Une seconde façon d’influencer l’utilisateur consiste à insérer au milieu de vidéos spécialement choisies selon ses goûts des messages favorables à des institutions ou des actions que les détenteurs de la plate-forme jugent utile de soutenir. Par exemple une vidéo d’orchestre militaire chinois. Prise entre deux séries de vidéos très agréables, celle-ci pourra alors bénéficier par contagion émotionnelle du plaisir associé à l’ensemble des autres vidéos choisies sur mesure pour rendre l’utilisateur heureux et confiant.
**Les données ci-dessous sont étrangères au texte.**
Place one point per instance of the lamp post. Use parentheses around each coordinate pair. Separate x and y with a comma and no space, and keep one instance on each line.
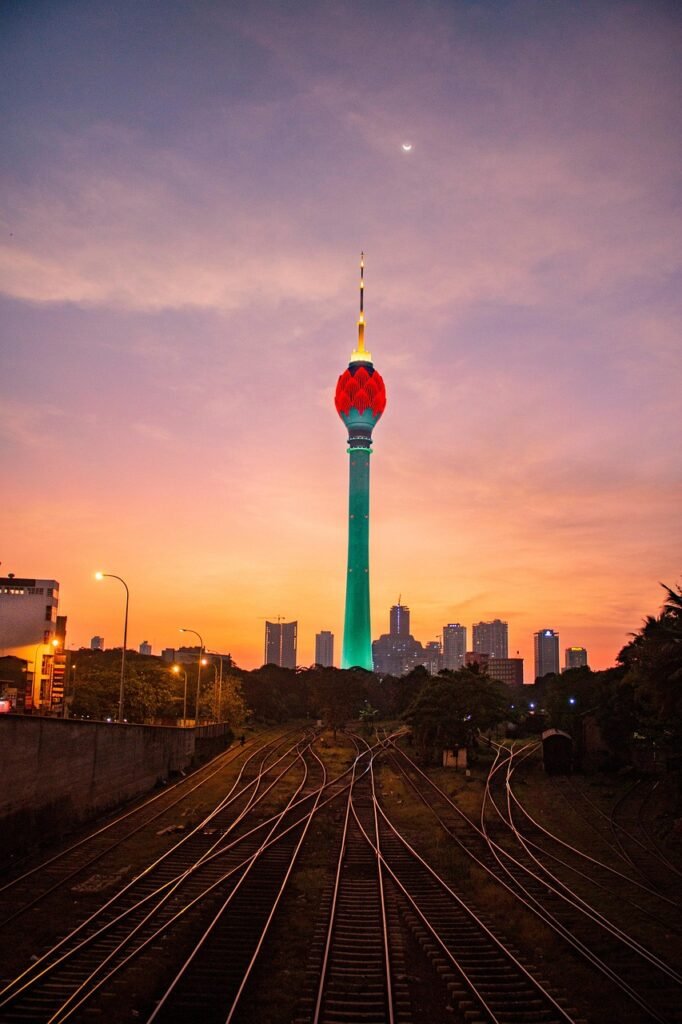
(176,670)
(199,666)
(111,576)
Enfin, une troisième façon d’influencer les utilisateurs concerne les partages de vidéos entre eux. Cette logique n’est pas particulière à TikTok et concerne tous les réseaux sociaux. Les utilisateurs se regroupent par centres d’intérêt partagés, aggravant ainsi mutuellement leurs intérêts, y compris dans le cas d’intérêts morbides.
Un incontournable du commerce mondial
Mais l’âge des utilisateurs moyens progresse et TikTok n’est plus l’apanage des seuls ados. Il devient un incontournable pour les marques à la recherche de leur acheteurs. Quand une star de TikTok âgée de 20 ans dispose d’un public de plus de 50 millions de followers, comme Addison Ray Easterling, elle représente la perspective d’un immense marché à elle seule. Les patrons de radio et directeurs techniques de stations du monde entier ne s’y trompent pas. Le monde est en train de se « TikTokiniser », entendez par là que les modes et les manières d’exister sur la plateforme s’imposent dans tous les domaines de la vie sociale et culturelle. Même si ceux qui ne connaissent pas TikTok n’en ont pas conscience, l’esthétique en cours sur la plate-forme influence déjà considérablement les médias que nous consommons et les produits que nous achetons, bien plus encore que les éditeurs et les influenceurs[3].
[1] Marlowe Granados (2022). Mes années TikTok, Tèque 1. Page 77.
[2] Rapport du Center for Countering Digital Hate. https://counterhate.com/research/deadly-by-design/
[3] Laurent Carpentier, TikTok, l’algorithme qui secoue la culture, Le Monde, 15 et 16 janvier 2023, p. 18-19.